Dennoch prägte mich diese Nacht auf dem hiesigen Indie-Dancefloor. Denn es gab dort diesen einen Song – diesen Gitarrensound, der sich so unaufhörlich in meine Gehörgänge bohrte, sodass es mich fuchsteufelswild machte, nicht zu wissen, wer hinter diesem Song steckte. Wenige Wochen später fand ich mich erneut zu einer Tanzveranstaltung in besagtem Club ein – und da war es wieder: diese herrlich dreckig verzerrte Gitarre, begleitet vom einsetzenden Schlagzeug.

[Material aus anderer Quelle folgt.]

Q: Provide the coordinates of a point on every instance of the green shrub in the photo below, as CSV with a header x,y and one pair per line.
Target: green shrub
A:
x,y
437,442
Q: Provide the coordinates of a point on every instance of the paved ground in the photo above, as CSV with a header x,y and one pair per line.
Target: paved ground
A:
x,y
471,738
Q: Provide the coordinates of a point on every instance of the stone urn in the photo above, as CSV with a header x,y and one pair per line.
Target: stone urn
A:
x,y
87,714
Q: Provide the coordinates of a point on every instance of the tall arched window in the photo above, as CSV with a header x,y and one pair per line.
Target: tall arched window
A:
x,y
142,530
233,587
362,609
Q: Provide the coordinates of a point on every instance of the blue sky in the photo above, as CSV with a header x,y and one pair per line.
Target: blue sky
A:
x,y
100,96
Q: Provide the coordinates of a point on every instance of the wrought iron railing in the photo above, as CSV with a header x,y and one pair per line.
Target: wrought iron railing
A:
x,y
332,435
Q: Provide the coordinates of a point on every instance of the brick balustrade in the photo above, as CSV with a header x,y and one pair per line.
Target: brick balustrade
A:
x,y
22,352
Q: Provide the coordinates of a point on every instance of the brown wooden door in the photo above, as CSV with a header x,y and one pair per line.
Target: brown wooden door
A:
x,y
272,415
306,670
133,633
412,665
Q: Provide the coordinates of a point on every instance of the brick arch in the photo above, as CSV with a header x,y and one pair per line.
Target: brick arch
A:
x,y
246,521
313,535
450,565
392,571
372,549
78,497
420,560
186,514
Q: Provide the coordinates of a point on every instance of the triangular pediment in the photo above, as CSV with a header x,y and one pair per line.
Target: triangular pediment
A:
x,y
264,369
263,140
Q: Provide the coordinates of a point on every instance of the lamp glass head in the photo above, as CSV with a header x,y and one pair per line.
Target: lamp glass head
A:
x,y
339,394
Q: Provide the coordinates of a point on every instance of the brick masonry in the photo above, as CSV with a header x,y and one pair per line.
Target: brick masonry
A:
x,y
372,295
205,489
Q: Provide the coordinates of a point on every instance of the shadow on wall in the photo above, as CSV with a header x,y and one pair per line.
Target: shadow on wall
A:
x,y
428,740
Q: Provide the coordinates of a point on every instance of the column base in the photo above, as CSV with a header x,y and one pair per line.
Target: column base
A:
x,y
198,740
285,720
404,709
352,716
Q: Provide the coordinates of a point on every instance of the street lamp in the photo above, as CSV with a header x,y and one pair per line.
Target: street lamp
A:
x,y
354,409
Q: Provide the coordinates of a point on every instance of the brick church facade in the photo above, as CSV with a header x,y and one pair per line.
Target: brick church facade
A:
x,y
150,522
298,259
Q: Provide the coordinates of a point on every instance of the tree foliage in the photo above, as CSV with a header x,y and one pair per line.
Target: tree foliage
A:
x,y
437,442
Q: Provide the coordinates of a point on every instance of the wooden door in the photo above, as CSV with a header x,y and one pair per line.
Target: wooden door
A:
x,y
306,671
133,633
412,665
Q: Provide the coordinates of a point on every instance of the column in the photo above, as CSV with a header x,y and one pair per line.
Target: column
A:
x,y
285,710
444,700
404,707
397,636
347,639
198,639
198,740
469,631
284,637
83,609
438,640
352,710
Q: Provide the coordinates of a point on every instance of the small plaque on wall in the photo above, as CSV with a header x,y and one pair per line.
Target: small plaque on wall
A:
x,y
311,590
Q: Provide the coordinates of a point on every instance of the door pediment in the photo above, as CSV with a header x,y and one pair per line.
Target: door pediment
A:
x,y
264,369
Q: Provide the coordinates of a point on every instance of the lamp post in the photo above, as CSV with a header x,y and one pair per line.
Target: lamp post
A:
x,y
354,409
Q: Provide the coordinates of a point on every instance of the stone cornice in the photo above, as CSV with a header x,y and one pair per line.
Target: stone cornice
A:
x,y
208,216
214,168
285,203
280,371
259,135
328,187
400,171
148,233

Auf die Frage nach dem Interpreten dieses Songs erntete ich lediglich ungläubige Blicke, erfuhr aber dennoch, dass es sich um ein Stück der Babyshambles handelte. Der Beginn einer Leidenschaft für (vorzugsweise britische) Gitarrenmusik – abseits von Oasis.
Mehr als fünf Jahre liegen diese Ereignisse nun inzwischen zurück. Und nahezu genauso lange wartete ich nun darauf, die Band endlich live sehen zu können. Daher verwundert es wohl kaum, dass ich mich selten auf ein Konzert derart gefreut habe, wie auf das der Babyshambles an diesem bitterkalten Winterabend in Berlin. So wirklich hemmungslos ist die gespannte Erwartung allerdings nicht. Denn in diesen Gefühlsmix aus Enthusiasmus und kindlicher Ungeduld mischt sich auch immer dieses Unbehagen, dass es eben nicht das erste Mal wäre, wenn Pete Doherty einen Auftritt – aus welchen Gründen auch immer – absagen würde.
All diese Zweifel sind aber schlagartig verflogen, als die Band gegen 21:30 Uhr endlich die Bühne betritt und ihr Set mit Delivery eröffnet. Es ist einer dieser Songs, bei dem auch heute noch ganze Indie-Clubs kollektiv mitgröhlen und Flaschen von Billigbier prostend gegeneinander schlagen. Es ist einer dieser Songs, bei denen selbst der modebewusste Hipster eine Bierdusche akzeptiert und kurz vergisst, dass sein Undercut nicht perfekt sitzt. Ein ähnliches Bild zeigt sich auch in Berlin: Tanzfreudig und bierbecherwurfgewaltig (obwohl der Club eine unrühmliche Historie hat was fliegende Bierbecher anbelangt) präsentiert sich das Berliner Publikum. Nicht nur bei den Klassikern, sondern auch bei den absolut tanzbaren neuen Songs wie Maybelline, Fireman oder Nothing Comes To Nothing. Und so dauert es keine fünf Minuten bis meine Haare durch umherfliegende Getränke klitschig-klebrig aneinanderkleben wie es auch das Publikum direkt vor der Bühne tut.
Die Babyshambles spielen sich souverän durch ihre überschaubare Diskographie. Pete Doherty gibt eine Kostprobe seiner ebenfalls überschaubaren Deutschkenntnisse. Das Publikum tanzt sich durch das (abgesehen vom unpassend wirkenden Dr. No) passend zusammengestellte Set. Keine Frage: dieser Dienstagabend ist ungemein unterhaltsam. Und dennoch vermag das Konzert mich nicht vollendes zu überzeugen. Es ist zum einen dieser Zwiespalt zwischen der Bewunderung für den Musiker und Mitleid für den von jahrelanger Drogenabhängigkeit gezeichneten Menschen Pete Doherty.
Und es ist das Fehlen meines absoluten Lieblingssongs: Carry On Up The Morning – dieser Song, dessen schrammelig-schönes Gitarrenintro mich einst zu dieser Band brachte. Dieser Song, dessen Textzeilen auch in vielen Jahren noch von Menschen in Indie-Clubs lauthals mitgegröhlt werden.